Given a circular integer array nums of length n, return the maximum possible sum of a non-empty subarray of nums.

A circular array means the end of the array connects to the beginning of the array. Formally, the next element of nums[i] is nums[(i + 1) % n] and the previous element of nums[i] is nums[(i - 1 + n) % n].

A subarray may only include each element of the fixed buffer nums at most once. Formally, for a subarray nums[i], nums[i + 1], ..., nums[j], there does not exist i <= k1, k2 <= j with k1 % n == k2 % n.

 

Example 1:

Input: nums = [1,-2,3,-2]
Output: 3
Explanation: Subarray [3] has maximum sum 3.

Example 2:

Input: nums = [5,-3,5]
Output: 10
Explanation: Subarray [5,5] has maximum sum 5 + 5 = 10.

Example 3:

Input: nums = [-3,-2,-3]
Output: -2
Explanation: Subarray [-2] has maximum sum -2.

 

Constraints:

  • n == nums.length
  • 1 <= n <= 3 * 104
  • -3 * 104 <= nums[i] <= 3 * 104

Solution Explanation for Maximum Sum Circular Subarray

This problem asks to find the maximum sum of a contiguous subarray within a circular array. A circular array means the last element connects to the first, allowing for subarrays that wrap around.

The solution cleverly handles this circularity by considering two cases:

Case 1: Maximum subarray sum without wrap-around. This is a standard maximum subarray sum problem, solvable using Kadane's Algorithm or similar dynamic programming approaches.

Case 2: Maximum subarray sum with wrap-around. This case is where the subarray spans the end and the beginning of the circular array. We can solve this by finding the minimum subarray sum and subtracting it from the total sum of the array.
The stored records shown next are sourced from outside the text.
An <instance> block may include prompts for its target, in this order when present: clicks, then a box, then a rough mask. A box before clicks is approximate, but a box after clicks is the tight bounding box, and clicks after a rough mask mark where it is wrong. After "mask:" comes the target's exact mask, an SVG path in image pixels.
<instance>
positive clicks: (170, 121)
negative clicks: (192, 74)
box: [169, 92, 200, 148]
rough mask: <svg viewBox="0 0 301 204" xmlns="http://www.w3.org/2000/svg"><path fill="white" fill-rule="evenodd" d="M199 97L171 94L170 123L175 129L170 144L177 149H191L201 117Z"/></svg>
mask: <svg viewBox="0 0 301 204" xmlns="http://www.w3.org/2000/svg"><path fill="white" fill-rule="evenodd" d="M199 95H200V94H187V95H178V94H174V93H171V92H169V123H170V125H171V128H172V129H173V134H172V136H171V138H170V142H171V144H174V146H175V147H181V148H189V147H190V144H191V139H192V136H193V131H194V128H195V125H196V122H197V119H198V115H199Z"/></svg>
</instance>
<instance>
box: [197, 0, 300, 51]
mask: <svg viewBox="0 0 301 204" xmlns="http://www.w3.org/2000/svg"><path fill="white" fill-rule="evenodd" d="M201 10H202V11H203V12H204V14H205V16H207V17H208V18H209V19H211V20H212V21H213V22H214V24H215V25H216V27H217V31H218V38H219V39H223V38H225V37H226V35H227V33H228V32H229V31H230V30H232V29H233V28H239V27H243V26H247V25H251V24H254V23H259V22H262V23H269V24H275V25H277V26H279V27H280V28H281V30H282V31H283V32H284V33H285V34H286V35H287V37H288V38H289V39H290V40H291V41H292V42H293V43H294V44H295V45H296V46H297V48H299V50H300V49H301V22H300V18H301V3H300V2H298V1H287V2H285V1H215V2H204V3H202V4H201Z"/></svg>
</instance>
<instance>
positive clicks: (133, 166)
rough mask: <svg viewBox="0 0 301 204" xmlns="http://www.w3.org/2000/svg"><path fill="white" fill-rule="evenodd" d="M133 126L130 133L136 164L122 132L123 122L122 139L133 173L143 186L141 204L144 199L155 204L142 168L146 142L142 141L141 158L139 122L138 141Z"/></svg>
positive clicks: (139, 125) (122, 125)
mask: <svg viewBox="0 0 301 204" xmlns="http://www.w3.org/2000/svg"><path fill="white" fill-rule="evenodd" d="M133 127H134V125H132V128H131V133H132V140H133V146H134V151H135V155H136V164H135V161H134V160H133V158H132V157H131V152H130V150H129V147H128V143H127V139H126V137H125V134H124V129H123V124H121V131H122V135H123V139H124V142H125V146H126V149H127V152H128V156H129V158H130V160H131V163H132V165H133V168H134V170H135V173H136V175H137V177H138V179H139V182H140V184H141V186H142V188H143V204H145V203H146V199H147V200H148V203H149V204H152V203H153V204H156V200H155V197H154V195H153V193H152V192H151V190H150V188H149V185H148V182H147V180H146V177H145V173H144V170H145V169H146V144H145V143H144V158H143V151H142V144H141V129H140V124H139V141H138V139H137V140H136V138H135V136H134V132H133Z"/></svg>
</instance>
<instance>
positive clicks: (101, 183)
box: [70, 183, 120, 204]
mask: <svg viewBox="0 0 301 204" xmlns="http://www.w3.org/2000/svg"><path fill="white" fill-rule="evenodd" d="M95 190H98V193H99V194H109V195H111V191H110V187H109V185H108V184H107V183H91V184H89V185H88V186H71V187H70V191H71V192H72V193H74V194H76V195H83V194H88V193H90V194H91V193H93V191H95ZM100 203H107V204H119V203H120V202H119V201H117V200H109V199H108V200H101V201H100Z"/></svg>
The remaining sum represents the maximum sum of the subarray that wraps around. The intuition is that the minimum subarray sum represents the portion to exclude to maximize the wrap-around sum.

The optimal solution efficiently combines these two cases in a single pass through the array.

Algorithm:

  1. Initialization:

    • pmi: Minimum prefix sum (initialized to 0).
    • pmx: Maximum prefix sum (initialized to negative infinity).
    • ans: Maximum sum found so far (initialized to negative infinity).
    • s: Current prefix sum (initialized to 0).
    • smi: Minimum subarray sum (initialized to positive infinity).

  2. Iteration: Iterate through the nums array:

    • Update the prefix sum: s += x (where x is the current element).
    • Update ans: ans = max(ans, s - pmi). This finds the maximum subarray sum without wrap-around (Case 1).
    • Update smi: smi = min(smi, s - pmx). This tracks the minimum subarray sum for Case 2.
    • Update pmi: pmi = min(pmi, s).
    • Update pmx: pmx = max(pmx, s).

  3. Result: Return the maximum of ans (Case 1) and s - smi (Case 2). s - smi represents the maximum sum with wrap-around.

Time and Space Complexity:

  • Time Complexity: O(n), as we iterate through the array once.
  • Space Complexity: O(1), as we use only a constant number of variables.

Code Implementation (Python):

def maxSubarraySumCircular(nums):
    pmi, pmx = 0, float('-inf')  # Initialize minimum and maximum prefix sums
    ans, s, smi = float('-inf'), 0, float('inf')  # Initialize answer, current sum, and minimum subarray sum
 
    for x in nums:
        s += x
        ans = max(ans, s - pmi)  # Update max sum (no wrap-around)
        smi = min(smi, s - pmx)  # Update min subarray sum (for wrap-around)
        pmi = min(pmi, s)  # Update min prefix sum
        pmx = max(pmx, s)  # Update max prefix sum
 
    return max(ans, s - smi)  # Return max of both cases

The implementations in other languages (Java, C++, Go, TypeScript) follow the same logic, with only syntax differences. The core algorithm remains the same for optimal efficiency.